As the John M. Higgins Award for Best In-Depth/Enterprise Reporting is named for my late brother, I am grateful to the Newhouse School and to the award's donors for keeping John's name in the minds of his fellow journalists. And I always take an interest in the Newhouse School's announcements.

The finalists for the 2015 Higgins Award are these:

Bryan Burrough, Sarah Ellison, and Suzanna Andrews, "The Snowden Saga: A Shadowland of Secrets and Light," Vanity Fair

Nicholas Carlson, "What Happened When Marissa Mayer Tried to Be Steve Jobs," The New York Times Magazine

John McDuling, "Why the music industry is trying – and failing – to crush Pandora," Quartz

David Sirota, "The Wolf of Sesame Street: Revealing the secret corruption inside PBS’s news division," PandoDaily

Brandy Zadrozny, "He Bullies Kids and Calls It News," The Daily Beast

Congratulations to the finalists!
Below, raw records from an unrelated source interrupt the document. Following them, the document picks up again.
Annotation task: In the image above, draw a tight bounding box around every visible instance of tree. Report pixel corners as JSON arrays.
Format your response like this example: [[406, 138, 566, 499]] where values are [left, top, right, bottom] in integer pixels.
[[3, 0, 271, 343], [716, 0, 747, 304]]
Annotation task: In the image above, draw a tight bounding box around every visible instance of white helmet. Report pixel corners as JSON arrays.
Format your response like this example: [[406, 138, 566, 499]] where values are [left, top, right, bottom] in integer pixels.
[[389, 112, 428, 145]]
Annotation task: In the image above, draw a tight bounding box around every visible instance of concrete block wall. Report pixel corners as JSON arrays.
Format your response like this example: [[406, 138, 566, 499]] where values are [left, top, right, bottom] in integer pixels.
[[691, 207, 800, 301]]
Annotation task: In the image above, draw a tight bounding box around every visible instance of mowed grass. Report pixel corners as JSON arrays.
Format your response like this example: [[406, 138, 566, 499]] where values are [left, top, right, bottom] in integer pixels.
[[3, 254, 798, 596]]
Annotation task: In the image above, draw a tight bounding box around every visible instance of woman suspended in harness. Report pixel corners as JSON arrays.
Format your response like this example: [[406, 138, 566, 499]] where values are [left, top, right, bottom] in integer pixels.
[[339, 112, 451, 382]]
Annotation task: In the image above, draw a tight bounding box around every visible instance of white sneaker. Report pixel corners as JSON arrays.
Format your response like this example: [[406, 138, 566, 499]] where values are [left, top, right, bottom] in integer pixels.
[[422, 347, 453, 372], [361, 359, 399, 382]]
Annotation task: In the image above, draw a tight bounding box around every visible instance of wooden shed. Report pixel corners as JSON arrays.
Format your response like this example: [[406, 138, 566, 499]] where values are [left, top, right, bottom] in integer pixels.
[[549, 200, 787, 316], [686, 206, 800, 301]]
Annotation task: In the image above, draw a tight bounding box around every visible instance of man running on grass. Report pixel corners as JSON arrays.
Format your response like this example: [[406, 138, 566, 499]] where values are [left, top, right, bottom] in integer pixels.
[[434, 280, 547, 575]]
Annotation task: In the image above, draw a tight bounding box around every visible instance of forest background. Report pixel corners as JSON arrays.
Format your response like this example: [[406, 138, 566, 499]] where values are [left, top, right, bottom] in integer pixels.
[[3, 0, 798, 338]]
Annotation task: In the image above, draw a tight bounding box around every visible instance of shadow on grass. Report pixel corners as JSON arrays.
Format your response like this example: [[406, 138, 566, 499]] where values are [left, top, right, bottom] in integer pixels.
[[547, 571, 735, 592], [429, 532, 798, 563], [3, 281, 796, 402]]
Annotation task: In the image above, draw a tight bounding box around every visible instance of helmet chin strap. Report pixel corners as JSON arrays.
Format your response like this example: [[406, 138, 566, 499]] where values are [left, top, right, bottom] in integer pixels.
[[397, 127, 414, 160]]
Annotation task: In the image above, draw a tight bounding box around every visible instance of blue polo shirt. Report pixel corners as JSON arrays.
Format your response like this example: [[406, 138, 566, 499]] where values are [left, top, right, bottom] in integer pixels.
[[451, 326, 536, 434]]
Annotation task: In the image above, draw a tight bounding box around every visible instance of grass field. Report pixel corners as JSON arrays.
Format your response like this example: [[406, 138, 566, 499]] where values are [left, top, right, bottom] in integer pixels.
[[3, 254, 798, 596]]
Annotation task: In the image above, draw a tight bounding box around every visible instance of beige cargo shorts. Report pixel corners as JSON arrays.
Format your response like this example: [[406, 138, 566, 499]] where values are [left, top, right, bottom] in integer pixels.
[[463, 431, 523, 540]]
The award ceremony will take place on Thursday, 11 June, at Cipriani 42nd Street in New York.
Monday, May 4th, 2015
1:26 pm
Guess It's Easy to Get Those Renaissance Cities Mixed Up
The Daily Mail ran a picture portraying the shooting of the new Dan Brown movie, Inferno.

Copyright New Press Photo/Splash News

Their caption?

"Delightful sights: Last week, the cast and crew on Inferno were spotted shooting in the city of Venice"

Unless the Uffizi Gallery in Florence has, unbeknownst to me, turned itself into a nationwide franchise with a branch in Venice, including a sculpture gallery of celebrated Florentines, um, I don't think so.

Copyright 2013 by William S. Higgins

Orcagna is disappointed in the Daily Mail.

I wonder if this movie will have any antimatter in it.
Friday, May 1st, 2015
8:58 am
It's hard for me to imagine how it could be entertaining to watch the Avengers sit around for two hours guessing how old Ultron is.